All of this brings us back to the frictionless enterprise mantra of stripping out barriers to getting things done. The combination of conversational computing, headless applications and API-centric IT infrastructure enables refactoring of the enterprise applications landscape on a hitherto unimaginable scale. It's the big step that allows us to break free of the longstanding forms-plus-database model of traditional enterprise computing and introduce a new outcomes-focused paradigm that's digitally native from the ground up. We will still need a transaction store, but it will no longer be the design center of enterprise applications and may even end up based on some new distributed digital technology such as blockchain.

It just needs a catalyst to provide the spark for this transformation — and that's exactly what the addition of AI to the engagement layer provides in the emergence of coaching networks, by providing an engine to accelerate competitive advantage.

5. AI as a tool for augmentation

Like many of my diginomica colleagues, while I'm impressed by recent advances in machine learning and artificial intelligence, I'm also conscious of its limitations.
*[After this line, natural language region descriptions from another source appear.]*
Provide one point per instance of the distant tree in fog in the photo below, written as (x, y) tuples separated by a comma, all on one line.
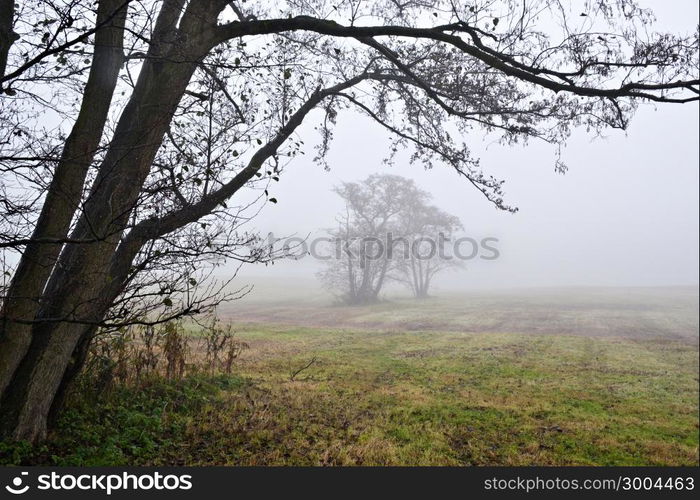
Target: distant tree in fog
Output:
[(104, 105), (388, 232), (373, 209), (428, 231)]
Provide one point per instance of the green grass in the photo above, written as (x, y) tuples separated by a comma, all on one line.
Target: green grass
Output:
[(379, 393), (395, 398)]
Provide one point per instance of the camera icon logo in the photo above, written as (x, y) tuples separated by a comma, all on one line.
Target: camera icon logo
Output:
[(16, 488)]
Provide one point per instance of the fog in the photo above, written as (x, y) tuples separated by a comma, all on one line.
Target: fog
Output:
[(625, 214)]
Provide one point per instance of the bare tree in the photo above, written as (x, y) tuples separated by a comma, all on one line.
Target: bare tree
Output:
[(428, 232), (362, 260), (97, 95)]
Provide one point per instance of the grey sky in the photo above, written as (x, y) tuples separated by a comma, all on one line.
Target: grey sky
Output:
[(626, 213)]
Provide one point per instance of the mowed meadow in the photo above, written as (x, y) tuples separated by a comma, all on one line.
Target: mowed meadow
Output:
[(525, 377)]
I don't see AI replacing humans anytime soon — though we need to be wary of the unintended consequences of reckless programming.

The value of AI is as a tool that augments the capabilities of humans, and that's the beauty of the coaching networks model. It aims to harness the unique capabilities of both machines and humans and get them working in harmony to produce better outcomes. It's an elegant model in itself, but I'm equally impressed by how perfectly it builds on all these other trends I've been tracking over the past several years, cutting through all the old barriers to harness the raw potential of an organization's data, connections and people.

This has been a necessarily brief canter through quite a complex series of ideas but I hope it gives some sense of why I feel this notion of coaching networks is a concept whose time has come. It will take quite a while to realize the full extent of its potential. But in view of the way that it builds on what's gone before, I hope I've explained enough to show that it's not at all far-fetched to think of coaching networks as the launchpad for an entirely new generation of enterprise software. Expect to read much more on this topic in the months and years to come.